Blog>>Software development>>Why are we rewriting our solution to microservices?

Why are we rewriting our solution to microservices?

There are other great approaches to improving reliability and scalability besides splitting big monolith applications into microservices. But we have found the microservices approach to be the most promising in our case. With a team of just three software engineers and a DevOps engineer we started working on a migration in parallel to developing new functionalities for the migrated application. Here is a story of the journey we started a few months ago.

Why did we even start

I have to admit, “monolith” might not be the most precise description of the solution we built, as it already consisted of not one but a few elements. The mix starts with a rather dull set of standard, open-source components: a database (PostgreSQL in our case), a message queuing system (RabbitMQ) and a HTTP proxy (nginx) that binds together the components which we actually developed and built. 

And these are:

  • a Flask-based REST application responsible for handling around 99% of our REST traffic, our “monolith”,
  • a smaller REST application based on FastAPI, which serves just one endpoint. One could say it marked the initial step in our exploration of microservices (as it has been developed separately from the “monolith” and implemented as a separate service),
  • a service managing worker applications (running tasks that take longer to process than one would want for HTTP requests),
  • a job scheduler service, which starts tasks at a specified time (internal cron-like service).

In this publication      link-icon, you can read more about monoliths.

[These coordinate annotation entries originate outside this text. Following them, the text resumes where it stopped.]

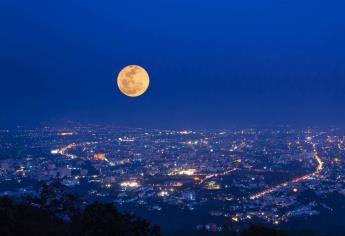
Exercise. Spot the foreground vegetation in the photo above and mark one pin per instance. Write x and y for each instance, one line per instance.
(53, 211)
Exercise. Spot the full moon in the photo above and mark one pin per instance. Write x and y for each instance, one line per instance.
(133, 80)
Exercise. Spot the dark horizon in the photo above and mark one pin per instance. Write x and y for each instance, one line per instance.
(212, 65)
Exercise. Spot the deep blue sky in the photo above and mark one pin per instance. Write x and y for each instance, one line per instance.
(212, 63)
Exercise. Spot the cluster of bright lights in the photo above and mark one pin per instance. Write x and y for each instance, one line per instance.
(130, 184)
(184, 172)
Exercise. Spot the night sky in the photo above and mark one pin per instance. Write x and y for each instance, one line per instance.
(212, 63)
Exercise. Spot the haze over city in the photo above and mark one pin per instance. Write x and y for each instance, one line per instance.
(176, 117)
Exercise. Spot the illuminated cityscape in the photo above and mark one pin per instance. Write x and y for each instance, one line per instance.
(267, 175)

We shipped the application as a set of RPM packages, with roughly one RPM per component. We utilize upstream RPMs for open-source components (e.g. PostgreSQL and RabbitMQ), and created custom RPMs for the internally developed elements. All these components make up the product which has been deployed by our customers either on-premises (for example, due to their security policy), in the cloud or as a mix of both (hybrid deployment). We have also delivered the product “as a service”. Our users have included banking and financial institutions, telecommunication companies, manufacturing enterprises, healthcare businesses and others.

The problems which occurred with this architecture started with scalability and resilience issues. First, it was rather “coarse-grained”: if someone wanted to increase the  number of processes handling a particular service, they would have to proportionally increase these numbers for the other services at the same time.

Moreover, the services used a local file system to store and share the artefacts necessary for their operation. That situation made horizontal scaling impossible, only vertical scaling was applicable. To address this problem, we prepared a specific cluster solution. 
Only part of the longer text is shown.